Dr. Chen’s research mainly focuses on defining molecular and cellular mechanisms of corneal inflammation and transplantation immunity, particularly those related to lymphatic and blood vessel formation and regulation. Not present in normal adult cornea, lymphatic and blood vessels are induced into this tissue after an inflammatory, infectious, immunogenic, traumatic, or chemical insult. These vessels enhance high volume delivery of antigens and inflammatory and immune cells, and accelerate corneal pathogenesis such as inflammation, dry eye, and transplant rejection. Our long-term goal is to elucidate the basic mechanisms underlying the pathologic vascular events and to identify new targets for therapeutic intervention. Results from our corneal studies are applicable to broad vascular diseases occurring outside the eye as well.
Multiple projects are aimed to define the molecular and cellular mechanisms underlying pathologic lymphangiogenesis, angiogenesis, and transplant rejection using an assortment of in vitro, in vivo and in real time approaches and models. We have shown that corneal lymphangiogenesis and angiogenesis are complex processes orchestrated by a number of factors and have identified several new potential targets for therapeutic development.
We recently reported a novel finding that the cornea is not devoid of lymphatic vessels from embryogenesis. Spontaneous lymphatic formation and regression occurs in this tissue before it matures and becomes transparent. Given that lymphangiogenesis can be reactivated in adult cornea upon pathologic insults, the cornea is the first tissue ever identified to possess a full range of lymphatic plasticity. Further investigation is undertaken to reveal fundamental mechanisms underlying this novel phenomenon.
We recently reported another novel finding that corneal lymphatics develop luminal valves as lymphangiogenesis progresses. These valves may serve as a maturation marker for lymphatic development and they function to direct proper lymph flow in diseased cornea. Further investigation is undertaken to assess their anatomical features and functional roles in inflammatory and immune responses.

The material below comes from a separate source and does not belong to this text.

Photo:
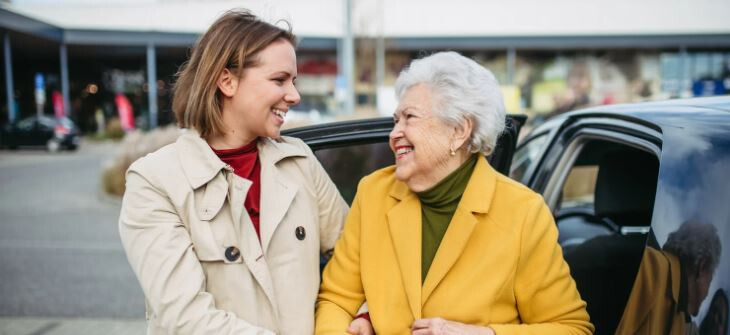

The cornea provides an ideal tissue for vascular imaging due to its accessible location and transparent nature. We have recently developed a new and highly advanced technology for live imaging of both lymphatic and blood vessels in the cornea. This real-time in vivo technology enables 4-D detection of dynamic vascular events at cellular level. The system has great advantages and allows for longitudinal follow-up of the same subject over a short or long period of time. Both time-lapse images and videos can be taken from low to high magnification and along various axes for data analysis. It is being used in multiple projects to study dynamic processes of lymphangiogenesis, angiogenesis, and valvulogenesis in various pathological settings.